On the go: The Pensions Ombudsman has ordered Town Wall Tavern to pay a former employee £1,000 and make up for missing pension contributions.

‘Mr N’ complained that his former employer had deducted contributions worth £2,093.95 from his pay without paying them into his pension scheme. He raised this complaint with the pub in September 2021, having left its employment in July that year.

Mr N said that contributions were either paid late into the scheme or not at all. After failing to receive a response from his former employer with regards to his complaint, Mr N went to the ombudsman.

He had been employed by Town Wall Tavern from September 2019 to July 2021. His contributions for November 2019 were paid into the scheme on October 16 2020. The following month, the scheme reported the employer to the Pensions Regulator.

Mr N’s ombudsman caseworker attempted to contact the pub, but also failed to receive any response. She was therefore forced to rely solely on the information provided by Mr N and took the view that he had been caused “serious distress and inconvenience” by the matter, awarding him £1,000.

Town Wall Tavern did not respond to the caseworker’s opinion, and the case was subsequently handed over to Pensions Ombudsman Anthony Arter.

“The employer’s failure to pay employee and employer contributions into the scheme amounts to unjust enrichment and has caused Mr N to suffer a financial loss,” Arter noted in a decision notice dated December 19.

“The employer shall take remedial action to put this right. Mr N is entitled to a distress and inconvenience award in respect of the serious ongoing non-financial injustice which he has suffered,” he continued.
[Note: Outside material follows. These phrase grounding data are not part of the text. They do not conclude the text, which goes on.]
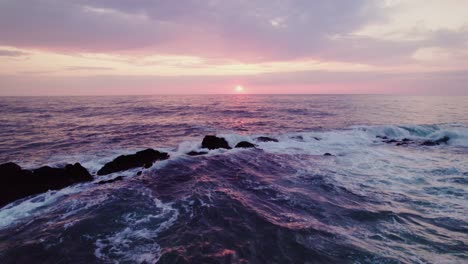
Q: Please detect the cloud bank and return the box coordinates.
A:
[0,0,467,95]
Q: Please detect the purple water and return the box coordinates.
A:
[0,95,467,263]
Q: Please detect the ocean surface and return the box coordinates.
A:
[0,95,467,263]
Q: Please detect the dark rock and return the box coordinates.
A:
[421,141,437,146]
[256,136,278,143]
[421,136,450,146]
[96,176,124,185]
[376,136,388,140]
[235,141,256,148]
[187,151,208,156]
[0,162,92,207]
[97,148,169,175]
[201,135,231,150]
[381,137,414,146]
[323,153,334,156]
[291,135,304,141]
[0,162,22,176]
[313,137,321,141]
[33,163,92,184]
[136,171,142,176]
[438,136,450,144]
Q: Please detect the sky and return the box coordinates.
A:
[0,0,467,95]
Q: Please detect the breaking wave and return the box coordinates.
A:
[0,123,467,263]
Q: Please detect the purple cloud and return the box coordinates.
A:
[0,0,392,62]
[2,0,466,65]
[0,49,28,57]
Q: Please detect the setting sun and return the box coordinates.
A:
[235,85,245,93]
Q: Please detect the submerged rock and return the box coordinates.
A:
[376,135,388,140]
[380,135,450,147]
[291,135,304,141]
[381,137,415,146]
[395,138,413,146]
[97,148,169,175]
[235,141,256,148]
[421,136,450,146]
[96,176,124,185]
[187,151,208,156]
[323,153,334,156]
[0,162,92,207]
[201,135,231,150]
[256,136,279,142]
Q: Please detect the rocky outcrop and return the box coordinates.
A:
[97,149,169,175]
[201,136,231,150]
[255,136,278,142]
[0,162,92,207]
[235,141,256,148]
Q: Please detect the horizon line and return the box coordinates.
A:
[1,93,466,97]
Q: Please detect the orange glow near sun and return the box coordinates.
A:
[235,85,245,93]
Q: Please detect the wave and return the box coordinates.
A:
[0,123,467,263]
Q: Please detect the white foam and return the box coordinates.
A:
[2,123,466,231]
[0,183,89,228]
[94,189,179,264]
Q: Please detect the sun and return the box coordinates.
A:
[235,85,245,93]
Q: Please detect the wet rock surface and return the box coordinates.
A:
[235,141,256,148]
[0,162,92,207]
[97,149,169,175]
[255,136,279,143]
[201,136,231,150]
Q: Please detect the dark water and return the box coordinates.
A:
[0,95,467,263]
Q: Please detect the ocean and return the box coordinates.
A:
[0,95,467,263]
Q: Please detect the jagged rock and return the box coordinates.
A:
[97,149,169,175]
[0,162,92,207]
[201,136,231,150]
[96,176,124,185]
[235,141,256,148]
[256,136,279,142]
[187,151,208,156]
“This was exacerbated by the employer’s failure to respond during my office’s investigation into Mr N’s complaint.”

Town Wall Tavern has been given 28 days to pay the £1,000 compensation and produce a schedule of contributions for Mr N to approve.

Within a fortnight of this being approved, the pub must pay the missing contributions into the scheme, establish whether the late payment of these contributions has led to fewer units being purchased than otherwise would have been, and covering any “reasonable” administrative costs.